Abstract
Most hematological malignancies are associated with reduced expression of one or more components of the Endosomal Sorting Complex Required for Transport (ESCRT). However, the roles of ESCRT in stem cell and progenitor maintenance are not resolved. The difficulty in parsing signaling pathway roles in relation to their canonical cargo sorting function poses a challenge. The Drosophila hematopoietic organ, the larval lymph gland, provides a path to dissect the roles of cellular trafficking pathways such as ESCRT in blood development and maintenance. Drosophila has 13 core ESCRT components. Knockdown of individual ESCRTs showed that only Vps28 and Vp36 were required in all lymph gland progenitors. Using the well-conserved ESCRT-II complex (Vps22, Vps25 and Vps36) as an example of the range of phenotypes seen upon ESCRT depletion, we show that ESCRTs have cell autonomous as well as non-autonomous roles in progenitor maintenance and differentiation. ESCRT depletion also sensitized posterior lymph gland progenitors to respond to immunogenic cues such as wasp infestation. We also identify key heterotypic roles for ESCRT in position-dependent control of Notch activation to suppress crystal cell differentiation. Our study shows that the cargo sorting machinery can determine progenitor identity and capacity to adapt to the dynamic environments that blood cells are exposed to. These mechanisms for control of cell fate may tailor developmental diversity in multiple contexts.

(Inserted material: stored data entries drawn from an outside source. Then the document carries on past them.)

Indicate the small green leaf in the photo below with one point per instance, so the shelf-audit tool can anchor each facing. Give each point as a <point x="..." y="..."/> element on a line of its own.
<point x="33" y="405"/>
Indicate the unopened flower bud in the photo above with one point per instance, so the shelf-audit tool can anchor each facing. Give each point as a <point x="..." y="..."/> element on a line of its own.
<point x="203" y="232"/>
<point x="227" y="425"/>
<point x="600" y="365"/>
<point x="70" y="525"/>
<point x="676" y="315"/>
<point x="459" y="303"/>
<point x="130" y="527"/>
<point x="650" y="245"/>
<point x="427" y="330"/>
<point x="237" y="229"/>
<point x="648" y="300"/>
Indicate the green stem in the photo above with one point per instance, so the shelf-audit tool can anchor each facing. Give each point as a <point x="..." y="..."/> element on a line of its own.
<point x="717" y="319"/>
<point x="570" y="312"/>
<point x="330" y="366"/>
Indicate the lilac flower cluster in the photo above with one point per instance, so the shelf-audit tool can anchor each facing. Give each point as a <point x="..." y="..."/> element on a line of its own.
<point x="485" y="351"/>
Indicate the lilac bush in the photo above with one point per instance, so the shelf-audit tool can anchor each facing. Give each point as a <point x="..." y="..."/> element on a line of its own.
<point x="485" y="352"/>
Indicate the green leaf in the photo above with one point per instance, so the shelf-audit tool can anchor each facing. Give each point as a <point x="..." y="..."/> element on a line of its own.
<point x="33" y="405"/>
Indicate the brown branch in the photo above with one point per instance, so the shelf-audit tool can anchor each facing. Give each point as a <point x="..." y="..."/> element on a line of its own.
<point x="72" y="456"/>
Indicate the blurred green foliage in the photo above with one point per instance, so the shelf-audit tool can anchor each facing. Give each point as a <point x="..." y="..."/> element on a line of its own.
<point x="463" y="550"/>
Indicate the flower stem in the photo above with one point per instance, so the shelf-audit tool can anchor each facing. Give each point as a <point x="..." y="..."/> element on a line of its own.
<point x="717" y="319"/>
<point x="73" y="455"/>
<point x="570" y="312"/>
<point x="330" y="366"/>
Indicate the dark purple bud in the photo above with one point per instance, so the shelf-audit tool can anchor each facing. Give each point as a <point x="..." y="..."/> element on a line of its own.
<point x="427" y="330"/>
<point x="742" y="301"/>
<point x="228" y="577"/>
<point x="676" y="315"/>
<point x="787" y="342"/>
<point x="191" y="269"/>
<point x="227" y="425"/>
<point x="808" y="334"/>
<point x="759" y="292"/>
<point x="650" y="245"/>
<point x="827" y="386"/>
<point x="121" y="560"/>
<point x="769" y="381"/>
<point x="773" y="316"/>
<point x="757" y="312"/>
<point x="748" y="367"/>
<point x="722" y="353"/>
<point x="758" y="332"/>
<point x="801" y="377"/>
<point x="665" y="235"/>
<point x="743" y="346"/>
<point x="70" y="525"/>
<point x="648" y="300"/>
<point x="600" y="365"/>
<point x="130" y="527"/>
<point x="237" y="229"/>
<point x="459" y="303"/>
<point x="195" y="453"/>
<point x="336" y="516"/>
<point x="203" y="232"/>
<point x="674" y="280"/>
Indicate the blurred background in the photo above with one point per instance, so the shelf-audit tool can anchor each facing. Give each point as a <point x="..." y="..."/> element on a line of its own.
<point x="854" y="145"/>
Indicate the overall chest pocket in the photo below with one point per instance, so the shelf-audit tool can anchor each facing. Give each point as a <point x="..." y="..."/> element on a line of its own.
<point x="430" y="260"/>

Competing Interest Statement
The authors have declared no competing interest.
Footnotes
In this updated version of the manuscript, we have furthered our knowledge regarding the requirement of ESCRT components for progenitor maintenance and immune response. For ESCRT-II core components, we previously showed that only one of the three components, Vps36, is essential for lamellocyte differentiation. To understand whether there was a functional compensation operating between the other two components (Vps25 and Vps22), we performed a double knockdown (KD) experiment and observed that they are completely dispensable for lamellocyte differentiation. This strengthens our claim that ESCRT has non-compensatory roles in controlling progenitor fate choice. Further, we introduced pathogenic stress in the larvae using wasp infestation to observe the effect of ESCRT KD on immune response. We see that posterior progenitors are sensitized to immunological cues upon KD of ESCRT in the blood progenitor. We have added quantification for this in the revised version. Additionally, we have quantified the development of ESCRT KD flies and their survival upon immune challenge. The manuscript has been rewritten quite extensively from the last submitted version, and a major part of the descriptive data and results have been moved to supplementary results. The title has been modified to reflect the role of ESCRT in hematopoiesis with greater clarity. New data has been added to the figures. The figure order and some of the panels have been rearranged.